Lord knows that it is hard to get to the top, but it is a darned sight harder staying there. The music business is littered with shooting stars that have burned out. So pace yourselves. It is not a sprint that you are running; it is more like a marathon. And remember, you have to keep running.
Obviously talent is required. It goes without saying. Equally obvious is the need for constant application, plain hard work. Every first-class musician that I have known works hard at his talent, not because he has to, but because he enjoys it. Someone like my friend Mark Knopfler seems to enjoy talent that requires no effort, but I promise you he practices on his guitar everyday to keep his technique up to scratch.
Timing is everything. When I left college all those years ago, I earned my bread playing the oboe, but I wanted more than anything to succeed as a composer. It was the time of the grand film scores, and I thought if only I had a break, I, too, could write terrific film music. It was my idea of heaven.
Well, I did write for films eventually, and very different it proved to be to my imaginings. And a lot happened on the way there. I had my share of success and failure, rejection, and acceptance.
I was lucky enough to join the record industry at a time of change, just before its big expansion. I took a job at Abbey Road studios to give me a bit more money, and I became hooked on the fascination of recording. I was lucky enough to arrive at the right time, and to become part of a team that was learning as it was developing. It was hardly science in those days. We flew by the seat of our pants, and improvisation was the order of the day. That timing, that luck, is something that we all need. Everyone has opportunities of one sort or another throughout their lives, and one cannot expect to benefit from every one. The trick is to recognize the break when it comes and to take advantage of it.

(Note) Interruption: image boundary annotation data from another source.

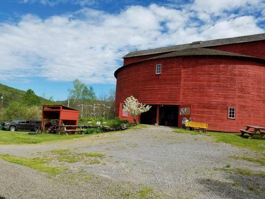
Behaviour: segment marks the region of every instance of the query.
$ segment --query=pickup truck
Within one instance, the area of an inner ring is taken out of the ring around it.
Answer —
[[[31,119],[16,119],[12,121],[3,121],[1,123],[1,128],[10,131],[22,130],[36,131],[40,129],[41,121]]]

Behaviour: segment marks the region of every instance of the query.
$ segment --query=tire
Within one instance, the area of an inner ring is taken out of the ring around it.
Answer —
[[[15,126],[11,126],[10,127],[9,127],[9,131],[15,131]]]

And when luck goes against you, don't let it get you down; it will all even out in the end. Try and relax with your art. Everyone is allowed a little failure now and again. The reassuring thing I have learned from working with geniuses is that no one is perfect; no one is so good that he does not need help.
I said you were running a race, a marathon. Well, on second thought that marathon is relay race, and I am close to passing on the baton. A lot of you are going to take up the baton passed to you by those ahead of you. Music of the future is in your hands. Cherish it; it is a vital part of humanity.
Thank you again for this great honor. I am deeply grateful.